Coming into the season, it was clear who the favorites were. When a team is willing to spend over a quarter of a billion dollars on a single season’s payroll, they expect to win. Despite their impressive offseason, San Diego, a team many considered the second best ballclub in baseball, was still not even predicted to win their division because of the high-rolling Dodgers. Whereas the Rays, following their typical offseason recycle, had been perceived as worse than the year before with their strong pitching depth diminished and their lack of hitters not being reinforced.
However, yet again on par with how the Rays generally work, Tampa’s pitching proved themselves as one of the elite set of arms the league entails. The problem was hitting. Watching this team attempt to score runs was truthfully painful at first. They began to turn things around slowly, making them relevant in the AL East, but still not quite in contention with the surprising Red Sox. And then something happened. I cannot point out a singularity that could be reason for this surge (except for maybe the return of the legendary Ji-Man Choi), but Rays went on a winning streak, and a long one too. Tampa Bay had won fifteen out of sixteen games, with eleven victories being consecutive, one shy of tying the ’04 franchise record.
This streak had pushed the Rays not only past the Red Sox for the AL East lead, but all the way into the best record in baseball. Their current two game losing streak, though, has unfortunately gave way for a new team atop the MLB, and it is not the Dodgers. In fact, the Dodgers are not only not in first, they are not even in second place in their division, granted this is the best division in baseball so far. Additionally, the team with the current best win percentage in baseball is not the San Diego Padres either, but rather another Californian team beginning with “San.” The San Francisco Giants have been the shock of the MLB this year for many, except for maybe the Twins only in the wrong direction.

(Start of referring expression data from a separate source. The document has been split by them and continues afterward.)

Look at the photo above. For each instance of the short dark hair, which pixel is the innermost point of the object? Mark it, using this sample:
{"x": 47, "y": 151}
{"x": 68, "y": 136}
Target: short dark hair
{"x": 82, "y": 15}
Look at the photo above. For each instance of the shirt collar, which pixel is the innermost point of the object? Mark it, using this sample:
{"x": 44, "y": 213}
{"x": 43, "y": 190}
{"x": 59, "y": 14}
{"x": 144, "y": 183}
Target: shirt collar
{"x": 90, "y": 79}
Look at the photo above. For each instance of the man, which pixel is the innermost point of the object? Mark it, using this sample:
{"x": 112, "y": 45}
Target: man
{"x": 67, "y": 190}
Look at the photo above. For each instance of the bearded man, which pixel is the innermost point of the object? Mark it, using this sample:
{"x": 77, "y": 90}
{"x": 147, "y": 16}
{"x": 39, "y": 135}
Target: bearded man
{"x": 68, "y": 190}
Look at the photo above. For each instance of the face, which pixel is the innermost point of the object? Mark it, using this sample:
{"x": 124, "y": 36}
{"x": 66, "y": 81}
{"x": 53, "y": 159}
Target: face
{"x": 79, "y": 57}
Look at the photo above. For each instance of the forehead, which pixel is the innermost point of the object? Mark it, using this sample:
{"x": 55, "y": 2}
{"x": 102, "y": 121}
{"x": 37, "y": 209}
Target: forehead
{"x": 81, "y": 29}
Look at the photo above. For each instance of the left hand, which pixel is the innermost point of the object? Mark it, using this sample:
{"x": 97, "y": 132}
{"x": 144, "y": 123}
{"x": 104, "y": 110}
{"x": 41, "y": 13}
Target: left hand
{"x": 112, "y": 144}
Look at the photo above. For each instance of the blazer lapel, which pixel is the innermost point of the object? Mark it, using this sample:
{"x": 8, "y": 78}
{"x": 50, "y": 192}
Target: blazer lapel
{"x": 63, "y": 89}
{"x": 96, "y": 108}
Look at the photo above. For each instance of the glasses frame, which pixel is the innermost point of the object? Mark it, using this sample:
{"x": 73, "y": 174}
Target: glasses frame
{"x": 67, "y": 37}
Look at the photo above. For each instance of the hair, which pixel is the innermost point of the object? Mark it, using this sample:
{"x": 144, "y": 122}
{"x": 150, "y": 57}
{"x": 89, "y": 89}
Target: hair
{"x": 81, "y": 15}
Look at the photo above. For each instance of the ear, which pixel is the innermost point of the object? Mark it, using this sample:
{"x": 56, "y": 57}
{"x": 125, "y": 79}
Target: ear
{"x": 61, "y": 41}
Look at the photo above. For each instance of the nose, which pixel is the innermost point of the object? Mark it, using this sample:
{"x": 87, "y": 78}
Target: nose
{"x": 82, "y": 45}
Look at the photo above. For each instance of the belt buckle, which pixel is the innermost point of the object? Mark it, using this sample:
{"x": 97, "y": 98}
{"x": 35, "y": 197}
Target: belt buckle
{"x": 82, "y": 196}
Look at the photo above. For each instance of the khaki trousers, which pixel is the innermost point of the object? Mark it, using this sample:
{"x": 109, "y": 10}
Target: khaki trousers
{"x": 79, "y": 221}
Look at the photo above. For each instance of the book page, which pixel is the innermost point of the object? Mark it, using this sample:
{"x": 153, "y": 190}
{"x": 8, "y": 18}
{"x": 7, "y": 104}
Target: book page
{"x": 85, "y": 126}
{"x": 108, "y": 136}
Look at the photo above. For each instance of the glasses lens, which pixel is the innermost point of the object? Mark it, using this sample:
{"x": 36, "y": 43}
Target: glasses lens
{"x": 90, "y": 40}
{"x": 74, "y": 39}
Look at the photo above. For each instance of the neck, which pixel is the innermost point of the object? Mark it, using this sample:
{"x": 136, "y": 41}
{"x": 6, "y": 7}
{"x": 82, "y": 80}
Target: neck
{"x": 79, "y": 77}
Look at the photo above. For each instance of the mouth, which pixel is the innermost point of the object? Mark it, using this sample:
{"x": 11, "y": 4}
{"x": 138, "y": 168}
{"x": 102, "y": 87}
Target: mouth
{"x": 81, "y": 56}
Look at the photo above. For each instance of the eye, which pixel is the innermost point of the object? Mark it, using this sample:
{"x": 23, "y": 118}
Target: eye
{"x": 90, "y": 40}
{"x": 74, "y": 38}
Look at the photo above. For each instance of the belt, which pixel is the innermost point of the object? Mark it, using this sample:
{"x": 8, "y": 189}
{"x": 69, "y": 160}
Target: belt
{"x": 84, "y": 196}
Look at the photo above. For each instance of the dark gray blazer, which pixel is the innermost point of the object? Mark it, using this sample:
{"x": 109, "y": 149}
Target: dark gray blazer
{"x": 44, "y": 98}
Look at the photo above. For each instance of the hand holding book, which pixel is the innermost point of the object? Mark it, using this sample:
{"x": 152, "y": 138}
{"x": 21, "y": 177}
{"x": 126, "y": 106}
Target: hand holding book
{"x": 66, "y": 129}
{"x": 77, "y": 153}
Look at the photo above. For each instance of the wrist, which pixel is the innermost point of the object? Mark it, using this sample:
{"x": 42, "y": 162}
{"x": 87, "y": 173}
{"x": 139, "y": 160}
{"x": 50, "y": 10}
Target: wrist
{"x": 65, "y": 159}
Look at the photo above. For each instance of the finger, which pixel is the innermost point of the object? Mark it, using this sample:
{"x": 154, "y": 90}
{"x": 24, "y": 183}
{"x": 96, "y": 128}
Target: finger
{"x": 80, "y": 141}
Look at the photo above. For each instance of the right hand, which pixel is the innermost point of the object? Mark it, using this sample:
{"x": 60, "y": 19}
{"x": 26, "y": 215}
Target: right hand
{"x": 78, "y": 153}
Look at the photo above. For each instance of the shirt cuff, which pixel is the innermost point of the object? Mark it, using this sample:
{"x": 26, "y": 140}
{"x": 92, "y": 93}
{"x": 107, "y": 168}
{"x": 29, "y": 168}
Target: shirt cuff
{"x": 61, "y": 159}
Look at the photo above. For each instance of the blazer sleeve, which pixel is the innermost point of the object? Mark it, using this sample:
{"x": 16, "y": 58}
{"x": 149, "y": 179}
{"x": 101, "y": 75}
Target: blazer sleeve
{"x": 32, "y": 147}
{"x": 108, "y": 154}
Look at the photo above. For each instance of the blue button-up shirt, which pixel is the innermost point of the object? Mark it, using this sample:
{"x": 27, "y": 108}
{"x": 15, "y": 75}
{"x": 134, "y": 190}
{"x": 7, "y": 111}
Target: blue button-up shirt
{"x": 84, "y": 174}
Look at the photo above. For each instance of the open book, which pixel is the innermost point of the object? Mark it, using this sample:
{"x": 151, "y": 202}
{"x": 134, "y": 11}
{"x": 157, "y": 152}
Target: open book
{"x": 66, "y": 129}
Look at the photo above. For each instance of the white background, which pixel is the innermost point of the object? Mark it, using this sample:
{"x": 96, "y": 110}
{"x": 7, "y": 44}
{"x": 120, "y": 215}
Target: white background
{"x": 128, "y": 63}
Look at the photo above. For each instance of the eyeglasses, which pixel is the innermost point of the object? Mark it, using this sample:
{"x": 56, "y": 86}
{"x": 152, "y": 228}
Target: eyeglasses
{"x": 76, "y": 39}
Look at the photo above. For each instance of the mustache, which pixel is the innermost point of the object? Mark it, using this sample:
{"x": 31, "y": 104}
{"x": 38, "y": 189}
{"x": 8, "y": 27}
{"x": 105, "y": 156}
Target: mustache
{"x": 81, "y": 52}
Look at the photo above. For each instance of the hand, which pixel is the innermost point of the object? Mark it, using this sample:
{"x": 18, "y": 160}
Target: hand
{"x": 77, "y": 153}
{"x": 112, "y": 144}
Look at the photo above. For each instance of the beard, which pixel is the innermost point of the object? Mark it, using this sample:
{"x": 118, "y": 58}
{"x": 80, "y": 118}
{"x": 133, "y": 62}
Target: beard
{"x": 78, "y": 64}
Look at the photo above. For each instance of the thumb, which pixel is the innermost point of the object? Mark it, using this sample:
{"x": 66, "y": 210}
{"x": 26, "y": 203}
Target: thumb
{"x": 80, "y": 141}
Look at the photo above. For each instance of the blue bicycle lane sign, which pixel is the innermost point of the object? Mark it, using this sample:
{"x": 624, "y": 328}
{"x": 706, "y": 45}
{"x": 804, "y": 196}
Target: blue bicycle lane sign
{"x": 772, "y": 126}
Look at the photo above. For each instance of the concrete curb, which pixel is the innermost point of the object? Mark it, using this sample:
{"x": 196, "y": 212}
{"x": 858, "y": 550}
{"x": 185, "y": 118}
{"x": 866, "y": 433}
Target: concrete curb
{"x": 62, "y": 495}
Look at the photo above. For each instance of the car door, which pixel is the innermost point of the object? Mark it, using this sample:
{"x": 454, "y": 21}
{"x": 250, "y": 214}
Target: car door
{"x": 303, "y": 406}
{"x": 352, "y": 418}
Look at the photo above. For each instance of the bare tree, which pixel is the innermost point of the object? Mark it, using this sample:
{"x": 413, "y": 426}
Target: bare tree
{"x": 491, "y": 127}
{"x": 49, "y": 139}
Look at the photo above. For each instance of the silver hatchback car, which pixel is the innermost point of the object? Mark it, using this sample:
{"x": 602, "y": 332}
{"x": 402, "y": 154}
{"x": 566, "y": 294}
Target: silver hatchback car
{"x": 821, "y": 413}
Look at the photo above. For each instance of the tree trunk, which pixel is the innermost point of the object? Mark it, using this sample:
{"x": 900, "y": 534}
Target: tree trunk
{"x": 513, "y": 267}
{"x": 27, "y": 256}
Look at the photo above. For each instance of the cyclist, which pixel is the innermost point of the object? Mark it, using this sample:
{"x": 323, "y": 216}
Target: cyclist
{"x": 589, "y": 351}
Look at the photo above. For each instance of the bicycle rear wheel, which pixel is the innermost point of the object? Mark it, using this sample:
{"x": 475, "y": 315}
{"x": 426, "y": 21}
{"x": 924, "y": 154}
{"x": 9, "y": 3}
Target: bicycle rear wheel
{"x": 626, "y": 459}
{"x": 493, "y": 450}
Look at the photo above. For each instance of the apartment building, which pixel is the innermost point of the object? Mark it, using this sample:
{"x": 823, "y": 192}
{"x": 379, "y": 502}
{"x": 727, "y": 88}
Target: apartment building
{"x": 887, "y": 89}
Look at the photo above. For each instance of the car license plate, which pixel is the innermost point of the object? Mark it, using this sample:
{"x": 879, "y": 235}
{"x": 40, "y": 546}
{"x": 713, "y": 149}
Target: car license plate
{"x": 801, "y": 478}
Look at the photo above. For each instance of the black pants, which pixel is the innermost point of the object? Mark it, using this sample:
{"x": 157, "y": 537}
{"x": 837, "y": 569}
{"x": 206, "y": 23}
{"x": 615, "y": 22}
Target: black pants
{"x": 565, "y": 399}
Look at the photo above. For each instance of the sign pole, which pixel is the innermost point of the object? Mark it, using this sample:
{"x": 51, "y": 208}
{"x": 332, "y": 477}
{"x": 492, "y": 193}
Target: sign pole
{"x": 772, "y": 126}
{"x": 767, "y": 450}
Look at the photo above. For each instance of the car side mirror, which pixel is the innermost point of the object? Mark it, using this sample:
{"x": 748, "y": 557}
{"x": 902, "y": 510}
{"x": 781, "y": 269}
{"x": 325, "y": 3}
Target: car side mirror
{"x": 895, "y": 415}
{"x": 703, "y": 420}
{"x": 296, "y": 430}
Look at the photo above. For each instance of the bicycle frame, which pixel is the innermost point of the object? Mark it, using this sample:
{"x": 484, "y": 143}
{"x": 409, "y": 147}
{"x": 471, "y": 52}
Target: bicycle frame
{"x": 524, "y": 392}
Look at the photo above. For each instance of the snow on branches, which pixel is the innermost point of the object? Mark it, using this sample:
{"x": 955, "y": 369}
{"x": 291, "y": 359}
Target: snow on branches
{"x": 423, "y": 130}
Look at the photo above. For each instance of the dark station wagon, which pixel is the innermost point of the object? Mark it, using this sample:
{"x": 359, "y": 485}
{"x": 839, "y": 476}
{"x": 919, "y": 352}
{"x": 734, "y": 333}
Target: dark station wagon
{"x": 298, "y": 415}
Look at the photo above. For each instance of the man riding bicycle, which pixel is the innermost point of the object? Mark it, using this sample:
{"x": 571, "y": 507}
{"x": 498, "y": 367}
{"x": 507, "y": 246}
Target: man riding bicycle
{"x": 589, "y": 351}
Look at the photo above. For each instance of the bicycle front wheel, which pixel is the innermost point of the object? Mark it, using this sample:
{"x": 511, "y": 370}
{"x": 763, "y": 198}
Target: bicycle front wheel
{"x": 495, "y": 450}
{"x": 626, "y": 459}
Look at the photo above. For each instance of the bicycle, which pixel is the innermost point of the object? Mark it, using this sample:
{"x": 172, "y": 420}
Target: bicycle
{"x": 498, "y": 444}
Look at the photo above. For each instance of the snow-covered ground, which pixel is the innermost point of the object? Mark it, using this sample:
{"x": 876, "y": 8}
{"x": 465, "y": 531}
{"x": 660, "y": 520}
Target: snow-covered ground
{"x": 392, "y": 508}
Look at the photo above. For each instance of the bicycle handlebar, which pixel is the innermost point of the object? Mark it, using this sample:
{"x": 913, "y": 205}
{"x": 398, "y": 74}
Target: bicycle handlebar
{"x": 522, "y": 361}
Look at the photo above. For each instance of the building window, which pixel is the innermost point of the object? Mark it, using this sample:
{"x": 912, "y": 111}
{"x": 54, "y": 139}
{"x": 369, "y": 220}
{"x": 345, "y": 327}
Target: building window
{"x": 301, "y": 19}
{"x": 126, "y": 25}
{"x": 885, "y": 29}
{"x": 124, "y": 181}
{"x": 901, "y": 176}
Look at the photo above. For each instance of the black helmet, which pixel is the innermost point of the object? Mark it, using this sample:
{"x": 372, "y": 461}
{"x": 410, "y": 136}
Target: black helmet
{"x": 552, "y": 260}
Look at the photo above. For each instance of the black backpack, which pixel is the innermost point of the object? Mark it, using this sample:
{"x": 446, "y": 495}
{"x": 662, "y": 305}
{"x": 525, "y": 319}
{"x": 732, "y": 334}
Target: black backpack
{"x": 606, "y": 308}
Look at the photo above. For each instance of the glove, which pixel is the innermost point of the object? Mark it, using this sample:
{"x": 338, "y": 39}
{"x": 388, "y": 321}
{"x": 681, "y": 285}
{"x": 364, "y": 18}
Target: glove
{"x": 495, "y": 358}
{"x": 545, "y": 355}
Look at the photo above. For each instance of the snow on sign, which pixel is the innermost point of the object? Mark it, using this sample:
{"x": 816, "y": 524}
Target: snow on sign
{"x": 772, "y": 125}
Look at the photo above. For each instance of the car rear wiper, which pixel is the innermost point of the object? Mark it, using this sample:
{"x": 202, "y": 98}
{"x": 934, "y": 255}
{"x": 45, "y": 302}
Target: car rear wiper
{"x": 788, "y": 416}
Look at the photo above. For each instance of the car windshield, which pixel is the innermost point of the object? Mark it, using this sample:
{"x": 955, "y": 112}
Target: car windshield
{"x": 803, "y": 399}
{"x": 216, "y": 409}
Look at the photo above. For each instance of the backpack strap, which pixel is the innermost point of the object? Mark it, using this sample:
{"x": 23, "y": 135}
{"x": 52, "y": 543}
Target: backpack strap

However, something that was not unexpected by myself, but is possibly bewildering to others is the continued success in Tampa Bay. This team showed the world last year they have an unparalleled farm system with an abundance of young, promising talent. Yet still, nobody believes in them. Let us not forget either that Tampa is doing all this without the best prospect in baseball who, for whatever reason (contract loophole because the Rays are cheap), remains in Durham, despite the team moving on from their starting shortstop Willy Adames.
The Tampa Bay Rays may not spend money like others. They may not retain talented players like others. But no team in the league can have a consistently top-tier future like them. A future that is finally coming into its own and arriving to the big leagues after its back-to-back AAA championship runs in 2017 and 2018. Whether or not this style can succeed in winning the final series of the season is still uncertain, but one thing is.
The disrespect of the Tampa Bay Rays needs to stop, they are not simply a good team, they are among the best, and have every opportunity to run it back this year.